The reviewed the list of TB drugs and realized that rifampin has the ability to decrease endogenous steroid production, and that perhaps this was resulting in resolution of the patients serous retinopathy. They gave the patient a trial of rifampin alone (600 mg per day) and voila, the fluid resolved again.

Since that time, they had used rifampin in several other patients with CSR and have seen resolution of the fluid within 1-4 weeks. The case presentation doesn’t prove anything, and further study is required, but it does raise the possibility that rifampin may help CSR, particularly chronic cases, and I will now consider it as an option to offer select patients with central serous chorioretinopathy.





Let Them Eat Viagra: No link to central serous retinopathy

20 03 2010

In the February 2010 issue of Retina there is an important article by French and Margo titled “Central Serous Chorioretionopathy and Phosphodiesterase-5 Inhibitors.”  It’s a well done surveillance study that shows no association between the use of these erectile disfunction drugs and CSR.  You’ll recall that in 2008 Fraunfelder and Fraunfelder reported 11 men with CSR who were taking sildenafil (Viagra).  Although the association was not proven, the report raised the issue and added an extra question to the work-up of patients with CSR, “Are you taking Viagra?”.
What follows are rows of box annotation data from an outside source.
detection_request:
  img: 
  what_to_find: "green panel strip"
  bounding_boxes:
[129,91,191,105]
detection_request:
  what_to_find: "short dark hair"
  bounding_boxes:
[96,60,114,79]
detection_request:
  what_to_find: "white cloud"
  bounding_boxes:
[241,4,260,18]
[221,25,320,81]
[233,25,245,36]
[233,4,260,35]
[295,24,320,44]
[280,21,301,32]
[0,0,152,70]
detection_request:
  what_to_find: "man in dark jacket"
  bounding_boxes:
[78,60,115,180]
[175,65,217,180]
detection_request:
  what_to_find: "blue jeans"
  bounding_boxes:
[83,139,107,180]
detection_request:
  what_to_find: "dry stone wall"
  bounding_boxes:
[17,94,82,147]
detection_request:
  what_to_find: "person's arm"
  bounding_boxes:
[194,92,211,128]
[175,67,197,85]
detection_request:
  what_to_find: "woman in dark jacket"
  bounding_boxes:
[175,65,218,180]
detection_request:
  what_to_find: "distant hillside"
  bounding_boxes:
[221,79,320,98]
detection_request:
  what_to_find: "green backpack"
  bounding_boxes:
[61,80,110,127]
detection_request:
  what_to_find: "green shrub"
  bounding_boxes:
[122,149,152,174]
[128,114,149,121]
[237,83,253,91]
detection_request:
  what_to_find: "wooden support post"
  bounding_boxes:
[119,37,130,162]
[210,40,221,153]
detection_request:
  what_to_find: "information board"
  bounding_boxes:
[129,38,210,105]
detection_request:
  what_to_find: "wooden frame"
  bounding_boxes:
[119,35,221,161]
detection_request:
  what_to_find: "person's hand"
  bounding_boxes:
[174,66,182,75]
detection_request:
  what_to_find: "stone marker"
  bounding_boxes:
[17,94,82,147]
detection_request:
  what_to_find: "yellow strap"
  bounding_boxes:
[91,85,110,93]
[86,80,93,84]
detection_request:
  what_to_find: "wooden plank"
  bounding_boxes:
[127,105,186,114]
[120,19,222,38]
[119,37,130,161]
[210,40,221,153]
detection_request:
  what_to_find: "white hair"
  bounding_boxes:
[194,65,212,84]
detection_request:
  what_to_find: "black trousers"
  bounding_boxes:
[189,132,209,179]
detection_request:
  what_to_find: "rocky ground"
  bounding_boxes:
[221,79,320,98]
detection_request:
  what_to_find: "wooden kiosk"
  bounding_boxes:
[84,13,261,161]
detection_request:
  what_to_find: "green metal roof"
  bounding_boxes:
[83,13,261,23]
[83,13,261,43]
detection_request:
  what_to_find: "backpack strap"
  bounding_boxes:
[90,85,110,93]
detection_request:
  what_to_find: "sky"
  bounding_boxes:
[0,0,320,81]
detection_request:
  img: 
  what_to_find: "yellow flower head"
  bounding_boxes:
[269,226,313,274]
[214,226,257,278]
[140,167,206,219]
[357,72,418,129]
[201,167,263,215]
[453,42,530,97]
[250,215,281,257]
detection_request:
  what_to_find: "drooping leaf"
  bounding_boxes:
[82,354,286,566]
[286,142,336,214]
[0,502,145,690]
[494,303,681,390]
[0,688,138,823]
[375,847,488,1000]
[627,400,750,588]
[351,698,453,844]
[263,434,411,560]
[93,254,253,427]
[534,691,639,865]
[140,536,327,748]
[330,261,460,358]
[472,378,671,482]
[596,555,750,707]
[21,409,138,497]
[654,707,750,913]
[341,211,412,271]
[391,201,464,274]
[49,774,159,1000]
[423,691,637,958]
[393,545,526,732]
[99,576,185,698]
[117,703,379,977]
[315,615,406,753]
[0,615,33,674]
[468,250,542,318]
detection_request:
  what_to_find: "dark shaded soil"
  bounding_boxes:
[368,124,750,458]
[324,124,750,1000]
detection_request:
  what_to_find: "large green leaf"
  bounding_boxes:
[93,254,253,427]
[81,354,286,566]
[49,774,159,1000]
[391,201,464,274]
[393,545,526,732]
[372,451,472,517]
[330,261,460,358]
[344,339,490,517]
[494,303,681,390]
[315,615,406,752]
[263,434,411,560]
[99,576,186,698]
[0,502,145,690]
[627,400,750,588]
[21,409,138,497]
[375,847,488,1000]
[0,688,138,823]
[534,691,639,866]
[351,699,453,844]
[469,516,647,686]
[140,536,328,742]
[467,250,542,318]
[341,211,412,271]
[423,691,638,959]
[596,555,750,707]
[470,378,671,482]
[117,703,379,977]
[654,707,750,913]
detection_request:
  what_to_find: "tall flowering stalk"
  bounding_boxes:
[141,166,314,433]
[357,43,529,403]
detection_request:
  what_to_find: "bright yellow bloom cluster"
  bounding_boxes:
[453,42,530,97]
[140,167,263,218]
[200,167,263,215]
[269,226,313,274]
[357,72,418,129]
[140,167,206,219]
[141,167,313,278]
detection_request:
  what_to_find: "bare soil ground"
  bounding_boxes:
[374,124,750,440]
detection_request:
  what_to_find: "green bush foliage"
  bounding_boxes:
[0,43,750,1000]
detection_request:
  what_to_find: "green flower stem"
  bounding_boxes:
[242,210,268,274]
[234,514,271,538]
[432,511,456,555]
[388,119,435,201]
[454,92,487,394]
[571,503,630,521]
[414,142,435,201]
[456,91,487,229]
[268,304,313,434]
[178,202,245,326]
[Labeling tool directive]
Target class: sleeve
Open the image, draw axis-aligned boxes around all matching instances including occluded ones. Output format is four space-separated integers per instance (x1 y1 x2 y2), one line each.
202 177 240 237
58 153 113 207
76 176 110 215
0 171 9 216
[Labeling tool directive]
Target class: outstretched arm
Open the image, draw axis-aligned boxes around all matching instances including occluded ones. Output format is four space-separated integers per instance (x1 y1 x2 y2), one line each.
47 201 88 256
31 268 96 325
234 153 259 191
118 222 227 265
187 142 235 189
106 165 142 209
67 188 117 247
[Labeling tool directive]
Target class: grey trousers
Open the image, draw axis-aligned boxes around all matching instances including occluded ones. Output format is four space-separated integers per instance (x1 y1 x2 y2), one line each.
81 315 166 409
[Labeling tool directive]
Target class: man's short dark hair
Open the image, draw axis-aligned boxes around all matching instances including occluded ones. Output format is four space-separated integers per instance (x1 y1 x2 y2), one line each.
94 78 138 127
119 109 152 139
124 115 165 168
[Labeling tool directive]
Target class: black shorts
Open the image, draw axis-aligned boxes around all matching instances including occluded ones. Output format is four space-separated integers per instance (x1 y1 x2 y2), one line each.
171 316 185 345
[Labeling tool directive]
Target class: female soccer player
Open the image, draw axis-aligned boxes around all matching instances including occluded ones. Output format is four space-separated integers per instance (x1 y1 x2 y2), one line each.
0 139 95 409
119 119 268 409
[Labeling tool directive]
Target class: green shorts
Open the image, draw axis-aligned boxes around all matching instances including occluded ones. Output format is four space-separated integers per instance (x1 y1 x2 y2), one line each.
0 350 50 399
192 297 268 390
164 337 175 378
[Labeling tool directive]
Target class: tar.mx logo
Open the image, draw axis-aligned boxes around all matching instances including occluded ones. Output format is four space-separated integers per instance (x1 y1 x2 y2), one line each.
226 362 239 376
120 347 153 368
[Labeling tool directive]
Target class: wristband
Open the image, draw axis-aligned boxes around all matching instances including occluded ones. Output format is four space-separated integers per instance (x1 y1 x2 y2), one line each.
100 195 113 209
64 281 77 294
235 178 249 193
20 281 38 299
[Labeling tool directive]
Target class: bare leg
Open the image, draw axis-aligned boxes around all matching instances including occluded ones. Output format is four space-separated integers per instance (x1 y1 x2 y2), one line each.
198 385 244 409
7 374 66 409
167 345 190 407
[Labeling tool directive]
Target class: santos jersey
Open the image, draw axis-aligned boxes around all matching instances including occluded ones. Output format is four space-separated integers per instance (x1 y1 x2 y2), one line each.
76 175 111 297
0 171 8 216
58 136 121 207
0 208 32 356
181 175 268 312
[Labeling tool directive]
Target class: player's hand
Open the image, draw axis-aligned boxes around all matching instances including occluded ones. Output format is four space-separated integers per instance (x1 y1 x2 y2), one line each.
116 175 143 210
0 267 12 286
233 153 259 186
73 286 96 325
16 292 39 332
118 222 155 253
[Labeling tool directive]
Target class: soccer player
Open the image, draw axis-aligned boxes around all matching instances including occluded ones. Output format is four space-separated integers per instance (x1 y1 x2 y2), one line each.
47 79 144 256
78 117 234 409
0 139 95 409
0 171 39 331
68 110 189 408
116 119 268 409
French and Margo performed a surveillance study on the Veteran’s Healthcare Administration’s (VHA) database of 5.2 million veterans, 90% of whom are male.  They used the ICD9 codes for central serous retinopathy to find such patients, and as controls they used codes for the diagnosis of acute conjunctivitis and of macular pucker.  In order to minimize the possibility of including misdiagnoses of macular degeneration, they excluded patients age 60 and over.  They limited their search to the fiscal year 2004-05, and they also excluded anyone who had a diagnosis of CSR prior to these dates.  They also excluded individuals who had sources of exogenous or endogenous glucocorticoids, because of their association with CSR.
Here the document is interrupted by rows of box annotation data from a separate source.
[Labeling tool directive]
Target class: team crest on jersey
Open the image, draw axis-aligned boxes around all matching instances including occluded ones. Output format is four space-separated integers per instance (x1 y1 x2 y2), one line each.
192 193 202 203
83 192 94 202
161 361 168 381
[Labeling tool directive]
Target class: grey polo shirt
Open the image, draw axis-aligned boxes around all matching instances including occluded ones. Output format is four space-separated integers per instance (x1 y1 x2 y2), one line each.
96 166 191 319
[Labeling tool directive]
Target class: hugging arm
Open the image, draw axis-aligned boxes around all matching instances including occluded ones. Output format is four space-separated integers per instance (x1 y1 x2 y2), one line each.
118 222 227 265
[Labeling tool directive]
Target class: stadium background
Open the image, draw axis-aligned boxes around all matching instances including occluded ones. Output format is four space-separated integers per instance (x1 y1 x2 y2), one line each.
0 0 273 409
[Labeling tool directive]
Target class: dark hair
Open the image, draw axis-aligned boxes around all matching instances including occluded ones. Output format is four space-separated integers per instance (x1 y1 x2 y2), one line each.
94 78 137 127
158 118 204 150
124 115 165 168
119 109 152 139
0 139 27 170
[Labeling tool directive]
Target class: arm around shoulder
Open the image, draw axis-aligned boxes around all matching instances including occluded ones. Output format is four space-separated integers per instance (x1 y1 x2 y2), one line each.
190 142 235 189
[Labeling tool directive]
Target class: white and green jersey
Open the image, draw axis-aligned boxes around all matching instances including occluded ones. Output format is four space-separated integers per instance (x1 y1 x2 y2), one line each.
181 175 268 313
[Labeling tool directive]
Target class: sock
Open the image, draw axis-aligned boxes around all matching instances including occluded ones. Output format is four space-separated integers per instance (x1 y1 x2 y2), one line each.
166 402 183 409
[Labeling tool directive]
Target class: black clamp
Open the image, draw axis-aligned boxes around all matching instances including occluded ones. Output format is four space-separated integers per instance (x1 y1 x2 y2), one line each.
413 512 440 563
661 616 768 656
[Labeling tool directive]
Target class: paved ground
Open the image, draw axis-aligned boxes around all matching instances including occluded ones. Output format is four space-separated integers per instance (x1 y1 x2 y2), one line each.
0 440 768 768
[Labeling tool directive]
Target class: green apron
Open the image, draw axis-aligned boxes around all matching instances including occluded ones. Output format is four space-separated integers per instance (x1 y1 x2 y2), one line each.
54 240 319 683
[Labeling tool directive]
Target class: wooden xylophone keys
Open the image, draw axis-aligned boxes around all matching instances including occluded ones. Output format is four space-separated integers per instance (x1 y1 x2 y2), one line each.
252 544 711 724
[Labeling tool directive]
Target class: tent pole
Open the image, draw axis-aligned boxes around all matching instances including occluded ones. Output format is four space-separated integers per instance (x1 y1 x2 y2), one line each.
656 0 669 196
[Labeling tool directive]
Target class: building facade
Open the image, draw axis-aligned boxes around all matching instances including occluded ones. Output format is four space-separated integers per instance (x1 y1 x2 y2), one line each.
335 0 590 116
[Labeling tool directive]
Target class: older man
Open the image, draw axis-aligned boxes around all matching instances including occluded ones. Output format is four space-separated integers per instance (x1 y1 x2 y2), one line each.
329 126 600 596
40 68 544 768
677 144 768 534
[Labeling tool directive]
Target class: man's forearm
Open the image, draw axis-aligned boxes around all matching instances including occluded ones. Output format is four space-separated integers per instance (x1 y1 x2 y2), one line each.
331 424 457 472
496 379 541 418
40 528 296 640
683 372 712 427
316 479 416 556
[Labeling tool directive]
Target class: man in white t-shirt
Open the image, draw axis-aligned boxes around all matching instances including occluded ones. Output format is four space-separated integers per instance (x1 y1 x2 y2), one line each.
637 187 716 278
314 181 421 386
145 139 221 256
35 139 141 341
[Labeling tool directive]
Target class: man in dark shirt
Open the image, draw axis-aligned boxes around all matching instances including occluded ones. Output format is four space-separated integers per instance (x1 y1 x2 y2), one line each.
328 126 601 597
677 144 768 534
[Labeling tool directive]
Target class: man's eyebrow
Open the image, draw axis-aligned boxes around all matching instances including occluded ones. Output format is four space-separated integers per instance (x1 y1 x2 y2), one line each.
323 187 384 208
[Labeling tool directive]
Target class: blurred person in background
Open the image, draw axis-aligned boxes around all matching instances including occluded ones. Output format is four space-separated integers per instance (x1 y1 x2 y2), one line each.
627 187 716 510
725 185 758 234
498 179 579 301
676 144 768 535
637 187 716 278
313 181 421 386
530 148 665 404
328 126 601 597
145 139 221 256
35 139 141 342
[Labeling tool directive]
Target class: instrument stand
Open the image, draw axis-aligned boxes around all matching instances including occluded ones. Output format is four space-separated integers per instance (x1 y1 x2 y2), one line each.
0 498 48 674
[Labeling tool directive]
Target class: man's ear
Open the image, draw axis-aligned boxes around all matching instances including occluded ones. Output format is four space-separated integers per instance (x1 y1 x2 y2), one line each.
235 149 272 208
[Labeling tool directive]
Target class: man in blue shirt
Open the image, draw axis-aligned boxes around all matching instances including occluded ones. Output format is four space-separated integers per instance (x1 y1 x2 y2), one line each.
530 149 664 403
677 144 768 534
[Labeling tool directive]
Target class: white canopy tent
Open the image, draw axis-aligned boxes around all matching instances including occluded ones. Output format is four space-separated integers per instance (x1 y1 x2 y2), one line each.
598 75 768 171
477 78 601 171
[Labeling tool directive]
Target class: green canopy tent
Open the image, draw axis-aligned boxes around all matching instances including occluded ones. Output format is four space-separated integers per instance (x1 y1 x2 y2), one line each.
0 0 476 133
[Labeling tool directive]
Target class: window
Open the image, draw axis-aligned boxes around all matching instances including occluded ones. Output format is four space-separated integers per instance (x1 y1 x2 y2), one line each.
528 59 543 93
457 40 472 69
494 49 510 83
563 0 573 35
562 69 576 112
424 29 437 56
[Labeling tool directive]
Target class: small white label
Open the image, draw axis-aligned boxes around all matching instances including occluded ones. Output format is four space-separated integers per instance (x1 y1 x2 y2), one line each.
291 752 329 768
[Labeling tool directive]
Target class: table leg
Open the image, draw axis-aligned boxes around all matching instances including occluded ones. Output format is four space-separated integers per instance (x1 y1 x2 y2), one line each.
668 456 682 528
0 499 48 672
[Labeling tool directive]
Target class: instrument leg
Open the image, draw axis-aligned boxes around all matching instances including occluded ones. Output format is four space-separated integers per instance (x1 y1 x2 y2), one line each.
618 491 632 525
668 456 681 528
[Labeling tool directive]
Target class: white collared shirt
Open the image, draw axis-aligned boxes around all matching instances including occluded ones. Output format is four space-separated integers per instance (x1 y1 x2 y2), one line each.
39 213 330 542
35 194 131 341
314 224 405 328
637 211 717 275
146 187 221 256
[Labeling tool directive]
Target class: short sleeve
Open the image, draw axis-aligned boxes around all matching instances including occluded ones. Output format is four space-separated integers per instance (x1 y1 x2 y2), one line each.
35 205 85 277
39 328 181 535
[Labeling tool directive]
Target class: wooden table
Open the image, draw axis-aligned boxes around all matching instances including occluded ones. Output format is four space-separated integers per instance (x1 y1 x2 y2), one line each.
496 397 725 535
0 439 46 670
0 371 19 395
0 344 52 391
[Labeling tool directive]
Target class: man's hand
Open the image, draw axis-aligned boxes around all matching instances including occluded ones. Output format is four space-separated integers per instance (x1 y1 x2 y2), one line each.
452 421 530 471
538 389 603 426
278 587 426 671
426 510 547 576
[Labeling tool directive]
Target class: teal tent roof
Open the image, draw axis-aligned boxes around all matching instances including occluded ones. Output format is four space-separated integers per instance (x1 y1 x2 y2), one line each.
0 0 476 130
Their search identified 577 men with newly diagnosed CSR during the study period.  For statistical purposes they identified 1154 age-matched men in the two control groups, acute conjunctivitis and macular pucker.  Then they asked, how many men in each group were prescribed PDE-5 inhibitors prior to their diagnosis?  In the CSR group, 19.2% had been prescribed PDE-5 inhibitors.  The numbers were 18.5% and 21.5% in the two control groups.  Since these numbers are all about the same, the authors conclude that there is no statistically significant association between PDE-5 use and CSR.
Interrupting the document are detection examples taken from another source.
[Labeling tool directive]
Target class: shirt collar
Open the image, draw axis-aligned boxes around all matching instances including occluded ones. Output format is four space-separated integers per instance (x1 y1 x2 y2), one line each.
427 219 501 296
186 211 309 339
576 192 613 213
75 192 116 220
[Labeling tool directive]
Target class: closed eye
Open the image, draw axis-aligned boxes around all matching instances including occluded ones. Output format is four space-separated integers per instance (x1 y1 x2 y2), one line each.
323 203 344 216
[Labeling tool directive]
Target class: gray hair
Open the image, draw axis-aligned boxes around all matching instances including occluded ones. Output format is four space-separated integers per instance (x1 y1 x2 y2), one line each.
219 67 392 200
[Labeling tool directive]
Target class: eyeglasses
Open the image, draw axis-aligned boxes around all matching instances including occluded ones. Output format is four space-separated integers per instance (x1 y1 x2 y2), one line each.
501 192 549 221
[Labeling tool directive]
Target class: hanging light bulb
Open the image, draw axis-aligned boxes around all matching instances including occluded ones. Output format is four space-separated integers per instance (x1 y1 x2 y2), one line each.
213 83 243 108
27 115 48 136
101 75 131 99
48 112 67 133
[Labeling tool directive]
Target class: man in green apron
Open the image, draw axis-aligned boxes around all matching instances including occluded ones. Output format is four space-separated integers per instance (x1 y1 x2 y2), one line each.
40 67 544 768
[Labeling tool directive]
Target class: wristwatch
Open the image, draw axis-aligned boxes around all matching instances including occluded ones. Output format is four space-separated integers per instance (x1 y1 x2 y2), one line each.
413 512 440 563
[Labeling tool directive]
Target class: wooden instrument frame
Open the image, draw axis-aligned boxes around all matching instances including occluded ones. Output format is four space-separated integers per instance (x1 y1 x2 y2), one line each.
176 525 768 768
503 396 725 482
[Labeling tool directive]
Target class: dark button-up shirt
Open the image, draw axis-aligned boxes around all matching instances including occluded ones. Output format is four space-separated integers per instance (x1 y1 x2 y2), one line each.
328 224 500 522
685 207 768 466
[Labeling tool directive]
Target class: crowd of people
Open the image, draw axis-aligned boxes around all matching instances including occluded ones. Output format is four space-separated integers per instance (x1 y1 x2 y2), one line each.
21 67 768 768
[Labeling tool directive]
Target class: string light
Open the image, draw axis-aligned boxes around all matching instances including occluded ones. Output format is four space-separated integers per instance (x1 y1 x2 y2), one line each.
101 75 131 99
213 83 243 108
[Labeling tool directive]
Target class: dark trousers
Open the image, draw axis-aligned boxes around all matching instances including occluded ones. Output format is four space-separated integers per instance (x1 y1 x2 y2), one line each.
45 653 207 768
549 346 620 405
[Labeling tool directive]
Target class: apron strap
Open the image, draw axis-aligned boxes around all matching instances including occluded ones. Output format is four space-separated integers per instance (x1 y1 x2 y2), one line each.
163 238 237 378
The authors do note the limitations of their study, particularly that it was a surveillance study, with no access to individual patient charts.  Therefore, there is the possibility of misdiagnosis.  Also, although the patients were prescribed PDE-5 inhibitors prior to the onset of CSR, there is no way to know if they were actually taking the drug at the time of the diagnosis.  They also point out that some cases of CSR may be causally related to PDE-5 use, but that in this case-controlled study there is no statistically significant association.